NABL butterfly positions are structurally neutral / pin (limited-risk, limited-reward); the modeled P&L assumes European-style exercise at expiration and ignores early assignment, transaction costs, dividends paid before expiry on the stock leg (when present), and the bid-ask spread on the listed chain. NABL positions also carry Technology sector concentration risk; news flow inside the sector (peer earnings, regulatory shifts, supply-chain headlines) can move NABL alongside the broader basket even when NABL-specific fundamentals are unchanged. Always rebuild the position from current NABL chain quotes before placing a trade.

Frequently asked questions

What is a butterfly on NABL?
A butterfly on NABL is the butterfly strategy applied to NABL (stock). The strategy is structurally neutral / pin (limited-risk, limited-reward): A long call butterfly buys one lower-strike call, sells two ATM calls, and buys one higher-strike call, paying a small net debit for a defined-risk position that maxes out if the underlying pins the middle strike at expiration. With NABL stock trading near $3.42, the strikes shown on this page are snapped to the nearest listed NABL chain strike and the premiums come straight from the end-of-day bid/ask midpoint.
How are NABL butterfly max profit and max loss calculated?
Max profit equals the wing width minus net debit times 100 (reached when the underlying pins the middle strike); max loss equals the net debit times 100. Two breakevens at lower-wing plus debit and upper-wing minus debit. For the NABL butterfly priced from the end-of-day chain at a 30-day expiry (ATM IV 132.50%), the computed maximum profit is unbounded per contract and the computed maximum loss is unbounded per contract. Live intraday quotes will differ as the chain moves through the trading session.

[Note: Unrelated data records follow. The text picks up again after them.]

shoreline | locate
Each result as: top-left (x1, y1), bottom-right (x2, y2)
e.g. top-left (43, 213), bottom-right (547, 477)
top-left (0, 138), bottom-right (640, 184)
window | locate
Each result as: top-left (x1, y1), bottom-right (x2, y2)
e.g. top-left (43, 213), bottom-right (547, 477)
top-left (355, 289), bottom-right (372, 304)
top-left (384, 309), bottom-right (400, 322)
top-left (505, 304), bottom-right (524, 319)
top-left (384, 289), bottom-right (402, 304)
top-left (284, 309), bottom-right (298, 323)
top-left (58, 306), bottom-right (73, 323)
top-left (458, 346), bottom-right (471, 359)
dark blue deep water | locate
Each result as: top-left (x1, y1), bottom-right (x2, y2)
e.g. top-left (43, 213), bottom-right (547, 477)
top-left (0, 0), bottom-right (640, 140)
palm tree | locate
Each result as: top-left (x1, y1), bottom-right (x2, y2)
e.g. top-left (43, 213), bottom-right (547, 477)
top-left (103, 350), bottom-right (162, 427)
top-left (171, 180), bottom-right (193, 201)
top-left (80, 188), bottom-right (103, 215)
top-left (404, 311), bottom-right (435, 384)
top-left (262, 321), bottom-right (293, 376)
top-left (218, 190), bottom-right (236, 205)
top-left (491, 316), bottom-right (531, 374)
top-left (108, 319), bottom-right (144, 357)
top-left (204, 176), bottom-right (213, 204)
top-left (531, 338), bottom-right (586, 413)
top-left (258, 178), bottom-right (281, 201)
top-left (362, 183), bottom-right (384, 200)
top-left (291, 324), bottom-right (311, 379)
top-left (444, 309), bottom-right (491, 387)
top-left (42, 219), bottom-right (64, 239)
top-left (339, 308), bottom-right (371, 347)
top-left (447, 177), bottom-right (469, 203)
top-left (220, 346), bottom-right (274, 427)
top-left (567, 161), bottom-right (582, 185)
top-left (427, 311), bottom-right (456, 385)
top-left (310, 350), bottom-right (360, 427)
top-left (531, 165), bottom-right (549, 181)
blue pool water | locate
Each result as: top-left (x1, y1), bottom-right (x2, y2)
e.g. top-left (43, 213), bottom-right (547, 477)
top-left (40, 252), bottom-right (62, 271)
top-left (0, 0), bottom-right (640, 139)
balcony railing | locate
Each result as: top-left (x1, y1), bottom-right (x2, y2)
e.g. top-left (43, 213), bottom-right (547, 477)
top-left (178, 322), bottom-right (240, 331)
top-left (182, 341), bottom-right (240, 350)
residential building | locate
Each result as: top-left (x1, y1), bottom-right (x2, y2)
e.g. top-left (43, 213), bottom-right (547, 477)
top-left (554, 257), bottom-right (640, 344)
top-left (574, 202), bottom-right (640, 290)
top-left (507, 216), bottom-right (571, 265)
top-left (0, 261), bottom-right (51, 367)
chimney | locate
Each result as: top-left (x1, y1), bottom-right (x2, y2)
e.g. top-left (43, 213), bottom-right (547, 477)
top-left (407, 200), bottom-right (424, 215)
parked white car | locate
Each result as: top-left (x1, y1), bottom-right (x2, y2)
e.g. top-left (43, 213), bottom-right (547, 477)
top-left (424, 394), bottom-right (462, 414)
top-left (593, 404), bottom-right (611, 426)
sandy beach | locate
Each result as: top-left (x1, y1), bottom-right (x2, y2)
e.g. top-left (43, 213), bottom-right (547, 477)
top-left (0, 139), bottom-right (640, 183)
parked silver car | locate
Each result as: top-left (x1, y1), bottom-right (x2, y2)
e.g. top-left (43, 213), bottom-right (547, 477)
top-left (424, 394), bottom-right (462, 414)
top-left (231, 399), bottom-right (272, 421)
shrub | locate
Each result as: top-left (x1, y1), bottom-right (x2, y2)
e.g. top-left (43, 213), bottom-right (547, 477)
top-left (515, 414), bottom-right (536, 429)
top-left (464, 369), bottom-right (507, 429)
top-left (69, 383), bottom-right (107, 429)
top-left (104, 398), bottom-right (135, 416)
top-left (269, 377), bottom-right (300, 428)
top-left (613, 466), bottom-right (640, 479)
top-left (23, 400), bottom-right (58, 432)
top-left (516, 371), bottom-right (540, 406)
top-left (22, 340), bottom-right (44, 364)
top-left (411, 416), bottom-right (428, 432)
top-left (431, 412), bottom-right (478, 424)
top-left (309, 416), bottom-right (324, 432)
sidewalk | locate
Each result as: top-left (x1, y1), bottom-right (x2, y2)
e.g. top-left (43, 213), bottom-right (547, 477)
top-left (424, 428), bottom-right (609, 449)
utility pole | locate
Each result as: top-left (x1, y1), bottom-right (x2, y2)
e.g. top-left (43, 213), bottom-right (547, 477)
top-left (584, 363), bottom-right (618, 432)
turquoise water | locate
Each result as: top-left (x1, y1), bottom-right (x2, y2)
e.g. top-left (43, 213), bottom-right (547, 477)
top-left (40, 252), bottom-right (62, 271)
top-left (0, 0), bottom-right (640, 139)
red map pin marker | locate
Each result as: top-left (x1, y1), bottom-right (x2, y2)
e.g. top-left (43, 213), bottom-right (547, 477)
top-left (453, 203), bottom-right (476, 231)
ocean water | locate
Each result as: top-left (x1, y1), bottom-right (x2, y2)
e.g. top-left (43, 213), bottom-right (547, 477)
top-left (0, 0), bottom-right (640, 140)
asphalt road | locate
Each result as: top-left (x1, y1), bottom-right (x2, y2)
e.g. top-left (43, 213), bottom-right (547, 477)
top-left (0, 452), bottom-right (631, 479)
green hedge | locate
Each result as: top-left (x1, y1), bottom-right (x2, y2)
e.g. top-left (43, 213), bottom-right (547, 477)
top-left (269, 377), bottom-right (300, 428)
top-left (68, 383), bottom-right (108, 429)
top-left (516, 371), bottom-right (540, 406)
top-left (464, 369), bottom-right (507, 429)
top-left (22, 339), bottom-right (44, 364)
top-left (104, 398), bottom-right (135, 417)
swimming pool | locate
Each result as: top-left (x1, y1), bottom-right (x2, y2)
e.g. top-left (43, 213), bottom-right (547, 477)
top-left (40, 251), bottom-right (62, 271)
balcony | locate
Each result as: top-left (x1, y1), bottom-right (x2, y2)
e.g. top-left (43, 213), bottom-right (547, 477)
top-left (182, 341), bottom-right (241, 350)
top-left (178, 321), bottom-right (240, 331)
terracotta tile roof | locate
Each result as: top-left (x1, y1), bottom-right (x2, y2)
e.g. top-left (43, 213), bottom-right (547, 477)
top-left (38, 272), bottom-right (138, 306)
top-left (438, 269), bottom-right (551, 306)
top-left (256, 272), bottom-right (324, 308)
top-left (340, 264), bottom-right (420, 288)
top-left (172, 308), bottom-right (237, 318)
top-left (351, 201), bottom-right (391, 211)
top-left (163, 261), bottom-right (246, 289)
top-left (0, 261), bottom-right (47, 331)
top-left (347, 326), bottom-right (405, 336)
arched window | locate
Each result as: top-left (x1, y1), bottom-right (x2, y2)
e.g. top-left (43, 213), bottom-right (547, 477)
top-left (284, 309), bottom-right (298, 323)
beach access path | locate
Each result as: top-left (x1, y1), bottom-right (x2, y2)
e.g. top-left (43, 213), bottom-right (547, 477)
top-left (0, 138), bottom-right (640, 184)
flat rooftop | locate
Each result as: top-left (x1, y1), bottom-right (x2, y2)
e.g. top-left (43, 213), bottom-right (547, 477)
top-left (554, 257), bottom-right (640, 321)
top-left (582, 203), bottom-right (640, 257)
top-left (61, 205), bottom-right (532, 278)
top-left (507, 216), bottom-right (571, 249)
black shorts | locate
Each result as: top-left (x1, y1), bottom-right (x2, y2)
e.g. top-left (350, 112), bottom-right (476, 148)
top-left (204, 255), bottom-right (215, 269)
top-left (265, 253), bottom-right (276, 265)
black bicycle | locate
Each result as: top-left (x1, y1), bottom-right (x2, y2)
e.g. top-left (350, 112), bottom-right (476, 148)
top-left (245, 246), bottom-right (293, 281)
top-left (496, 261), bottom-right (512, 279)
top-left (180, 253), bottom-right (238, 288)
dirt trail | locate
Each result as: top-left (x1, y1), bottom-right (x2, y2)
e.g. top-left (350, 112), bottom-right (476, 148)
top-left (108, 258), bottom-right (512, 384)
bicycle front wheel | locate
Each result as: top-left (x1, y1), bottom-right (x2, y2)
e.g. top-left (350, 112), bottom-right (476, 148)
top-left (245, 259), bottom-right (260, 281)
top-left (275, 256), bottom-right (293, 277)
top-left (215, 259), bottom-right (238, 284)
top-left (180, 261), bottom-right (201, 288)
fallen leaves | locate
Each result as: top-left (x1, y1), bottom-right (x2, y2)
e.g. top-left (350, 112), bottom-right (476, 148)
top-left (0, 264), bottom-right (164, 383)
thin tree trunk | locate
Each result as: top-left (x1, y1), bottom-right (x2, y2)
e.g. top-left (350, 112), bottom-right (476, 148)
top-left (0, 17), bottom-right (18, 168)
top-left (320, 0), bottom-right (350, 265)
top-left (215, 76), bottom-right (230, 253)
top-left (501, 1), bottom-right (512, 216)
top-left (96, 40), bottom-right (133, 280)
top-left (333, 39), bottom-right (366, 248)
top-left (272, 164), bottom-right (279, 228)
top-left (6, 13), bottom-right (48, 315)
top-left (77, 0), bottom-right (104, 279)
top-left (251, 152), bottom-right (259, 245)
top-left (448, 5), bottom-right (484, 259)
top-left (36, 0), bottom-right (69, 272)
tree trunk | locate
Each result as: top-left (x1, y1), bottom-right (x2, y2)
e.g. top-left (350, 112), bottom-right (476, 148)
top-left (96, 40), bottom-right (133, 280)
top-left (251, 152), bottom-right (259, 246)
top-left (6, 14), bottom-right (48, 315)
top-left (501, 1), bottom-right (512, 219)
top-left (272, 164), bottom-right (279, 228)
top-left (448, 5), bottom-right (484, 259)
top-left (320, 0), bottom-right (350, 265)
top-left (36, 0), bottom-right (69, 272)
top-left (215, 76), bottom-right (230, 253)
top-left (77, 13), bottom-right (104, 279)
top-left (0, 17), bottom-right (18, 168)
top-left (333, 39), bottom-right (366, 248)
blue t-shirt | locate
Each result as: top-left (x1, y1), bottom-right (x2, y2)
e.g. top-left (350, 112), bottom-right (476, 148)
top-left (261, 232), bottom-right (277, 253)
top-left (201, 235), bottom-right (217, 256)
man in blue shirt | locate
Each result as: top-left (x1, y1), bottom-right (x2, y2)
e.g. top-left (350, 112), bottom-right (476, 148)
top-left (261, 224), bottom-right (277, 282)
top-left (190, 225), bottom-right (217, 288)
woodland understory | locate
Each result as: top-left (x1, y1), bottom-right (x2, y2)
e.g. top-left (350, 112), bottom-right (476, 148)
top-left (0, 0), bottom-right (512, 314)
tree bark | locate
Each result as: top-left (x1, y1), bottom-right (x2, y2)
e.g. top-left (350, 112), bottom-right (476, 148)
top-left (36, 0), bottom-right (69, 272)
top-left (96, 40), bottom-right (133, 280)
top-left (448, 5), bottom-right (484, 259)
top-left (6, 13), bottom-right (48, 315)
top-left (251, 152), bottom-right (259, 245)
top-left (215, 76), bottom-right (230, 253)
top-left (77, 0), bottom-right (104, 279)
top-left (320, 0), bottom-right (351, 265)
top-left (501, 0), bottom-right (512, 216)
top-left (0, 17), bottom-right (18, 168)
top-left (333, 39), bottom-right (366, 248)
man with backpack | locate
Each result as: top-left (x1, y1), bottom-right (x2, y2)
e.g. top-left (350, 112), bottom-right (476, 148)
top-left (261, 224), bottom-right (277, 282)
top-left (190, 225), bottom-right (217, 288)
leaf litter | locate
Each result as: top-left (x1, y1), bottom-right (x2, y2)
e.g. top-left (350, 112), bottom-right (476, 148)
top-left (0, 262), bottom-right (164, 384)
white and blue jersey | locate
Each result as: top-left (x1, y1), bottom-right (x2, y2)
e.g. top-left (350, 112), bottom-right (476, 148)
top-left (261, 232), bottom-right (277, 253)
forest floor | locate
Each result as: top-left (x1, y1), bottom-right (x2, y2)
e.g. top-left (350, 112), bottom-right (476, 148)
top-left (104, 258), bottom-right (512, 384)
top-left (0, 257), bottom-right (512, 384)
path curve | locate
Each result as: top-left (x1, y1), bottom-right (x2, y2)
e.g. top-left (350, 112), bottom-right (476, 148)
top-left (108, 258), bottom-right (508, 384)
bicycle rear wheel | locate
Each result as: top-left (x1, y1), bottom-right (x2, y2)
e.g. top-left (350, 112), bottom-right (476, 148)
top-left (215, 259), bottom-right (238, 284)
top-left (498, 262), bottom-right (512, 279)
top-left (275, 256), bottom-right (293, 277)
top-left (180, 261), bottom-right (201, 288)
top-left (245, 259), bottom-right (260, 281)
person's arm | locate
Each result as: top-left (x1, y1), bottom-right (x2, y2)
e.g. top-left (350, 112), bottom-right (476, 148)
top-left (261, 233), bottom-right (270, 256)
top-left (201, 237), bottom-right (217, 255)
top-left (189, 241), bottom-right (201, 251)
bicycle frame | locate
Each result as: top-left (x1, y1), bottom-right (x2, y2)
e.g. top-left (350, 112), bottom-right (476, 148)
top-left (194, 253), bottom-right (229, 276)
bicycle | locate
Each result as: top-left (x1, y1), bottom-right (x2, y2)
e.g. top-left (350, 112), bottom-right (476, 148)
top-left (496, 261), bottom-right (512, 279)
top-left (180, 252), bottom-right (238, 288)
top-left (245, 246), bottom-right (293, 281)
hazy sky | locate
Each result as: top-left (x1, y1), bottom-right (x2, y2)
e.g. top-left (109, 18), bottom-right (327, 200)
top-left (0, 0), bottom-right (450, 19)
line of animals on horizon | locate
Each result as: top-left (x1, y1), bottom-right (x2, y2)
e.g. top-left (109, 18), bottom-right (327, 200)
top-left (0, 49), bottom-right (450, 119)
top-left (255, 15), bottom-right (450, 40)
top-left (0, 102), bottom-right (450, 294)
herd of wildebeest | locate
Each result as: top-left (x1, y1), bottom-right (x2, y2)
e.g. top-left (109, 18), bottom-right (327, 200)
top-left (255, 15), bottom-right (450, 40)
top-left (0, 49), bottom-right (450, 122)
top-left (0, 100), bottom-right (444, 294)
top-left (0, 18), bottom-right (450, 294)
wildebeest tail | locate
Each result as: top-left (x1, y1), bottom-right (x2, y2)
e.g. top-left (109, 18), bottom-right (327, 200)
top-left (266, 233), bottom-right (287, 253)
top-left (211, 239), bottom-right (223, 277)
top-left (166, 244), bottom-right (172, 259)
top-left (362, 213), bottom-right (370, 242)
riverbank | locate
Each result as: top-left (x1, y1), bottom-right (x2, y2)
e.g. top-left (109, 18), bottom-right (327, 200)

What is the breakeven for a NABL butterfly?
The breakeven for the NABL butterfly priced on this page is no defined breakeven on the modeled curve at expiration, derived from end-of-day chain premiums. Breakeven is the underlying price at which the strategy's P&L crosses zero ignoring transaction costs and assignment risk. The current NABL market-implied 1-standard-deviation expected move is approximately 37.99%; if the move sits well outside the breakeven distance, the structure's risk-reward becomes correspondingly tighter.
When should you consider a butterfly on NABL?
Butterflies on NABL are pinning bets - traders use them when they expect NABL to settle near a specific level at expiration (often the prior close, a round number, or the max-pain strike) and want defined-risk exposure to that outcome.
How does current NABL implied volatility affect this butterfly?
NABL ATM IV is at 132.50% with IV rank near 27.75%, which is on the low end of its 1-year range. Premium-buying structures (long call, long put, debit spreads) are relatively cheap in this regime; premium-selling structures collect less credit per unit risk.